L'ORTO TORTO

Nella mia necessità di imparare ad usare il linguaggio fotografico in modo cosciente, sia esso rivolto alla realizzazione di una bella foto oppure finalizzato a documentare eventi o raccontare storie, ho maturato questa convinzione: la forza di ciò che si racconta ha una buona percentuale di riuscita anche in relazione alla progettualità. Cosa fotografare, ma soprattutto il perché, sono spesso questioni complesse, ma fondamentali e alla base della riuscita di un racconto.

 

Detto questo, il modo migliore per raccontare una storia e farlo al meglio, è approfondire un tema spingendo il proprio modo di fotografare al di fuori della nostra soglia di comodità.

 

Una sera Giulia, l’operatrice dell’orto, mi parlava di questo progetto ed io le ho chiesto se potevo passare un po’ di tempo con loro per raccontare fotograficamente questa realtà.

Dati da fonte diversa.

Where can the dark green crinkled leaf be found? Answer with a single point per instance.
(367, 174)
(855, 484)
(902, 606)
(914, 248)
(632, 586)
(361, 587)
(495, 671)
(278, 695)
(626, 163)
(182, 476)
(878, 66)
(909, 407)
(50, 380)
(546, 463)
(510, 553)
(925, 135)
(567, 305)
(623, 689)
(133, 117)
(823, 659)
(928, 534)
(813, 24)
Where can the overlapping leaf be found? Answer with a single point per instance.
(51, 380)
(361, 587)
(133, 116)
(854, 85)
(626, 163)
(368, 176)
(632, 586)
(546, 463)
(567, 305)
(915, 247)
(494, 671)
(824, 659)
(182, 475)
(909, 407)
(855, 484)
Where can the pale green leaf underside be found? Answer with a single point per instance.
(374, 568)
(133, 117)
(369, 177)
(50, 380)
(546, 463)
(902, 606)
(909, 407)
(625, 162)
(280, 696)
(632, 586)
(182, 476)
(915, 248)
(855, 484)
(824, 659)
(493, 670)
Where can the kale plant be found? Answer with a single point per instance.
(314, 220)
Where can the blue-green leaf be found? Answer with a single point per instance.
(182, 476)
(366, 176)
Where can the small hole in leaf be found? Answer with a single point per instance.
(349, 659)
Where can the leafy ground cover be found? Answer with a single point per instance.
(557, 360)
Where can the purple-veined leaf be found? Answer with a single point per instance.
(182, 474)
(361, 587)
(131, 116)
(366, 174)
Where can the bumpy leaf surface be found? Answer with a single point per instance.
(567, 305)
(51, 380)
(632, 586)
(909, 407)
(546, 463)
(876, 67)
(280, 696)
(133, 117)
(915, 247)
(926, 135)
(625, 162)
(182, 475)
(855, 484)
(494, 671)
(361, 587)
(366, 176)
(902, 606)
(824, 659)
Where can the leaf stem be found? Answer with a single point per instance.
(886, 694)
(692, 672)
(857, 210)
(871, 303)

Ho iniziato quindi a frequentare l’Orto Torto e a scattare foto senza sapere se il mio passaggio sarebbe durato un’ora o un anno, ma nonostante questa mia incertezza fin da subito ho avvertito la sensazione, poi diventata consapevolezza, di trovarmi in un posto dove si fa un lavoro eccezionale, un ambiente che piano piano ha iniziato a rubarmi i pensieri. 

 

Sono andato e vado ancora all’ Orto anche solo per esserci, spesso senza scattare neanche una foto. Ho imparato così a conoscere meglio l’ambiente, le persone che passano da lì, i loro caratteri e le loro storie. 

 

Essere presente con umiltà, parlare, nei momenti di lavoro o in quelli di riposo, mi ha permesso di essere lentamente incluso e ciò ha reso possibile quello che era il mio intento, raggiungere una sorta di familiarità che mi facesse diventare invisibile.

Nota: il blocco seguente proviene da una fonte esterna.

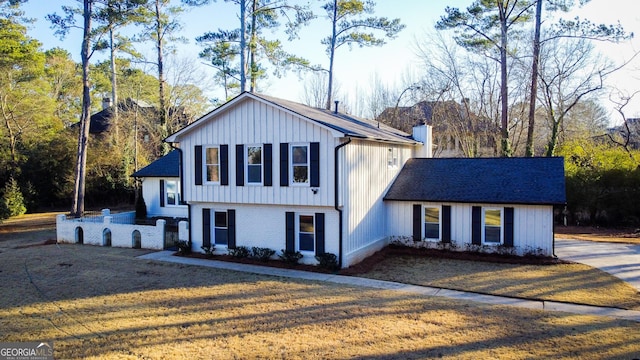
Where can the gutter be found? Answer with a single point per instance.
(336, 206)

Ed essere invisibile è sicuramente una condizione necessaria affinché un racconto fotografico possa essere sviluppato in sintonia, alla giusta distanza, senza situazioni posate ed essere quindi raccontato con sincerità. 

 

L'Orto Torto non è solo un perimetro di terreno, ma è un percorso affinché le persone che lo frequentano, spesso con difficoltà psicologiche, relazionali e fisiche, abbiano una seconda possibilità e se queste foto potranno contribuire a far conoscere questa realtà silenziosa ma importantissima, ricambierei almeno in parte la grande lezione di vita che ho imparato con loro.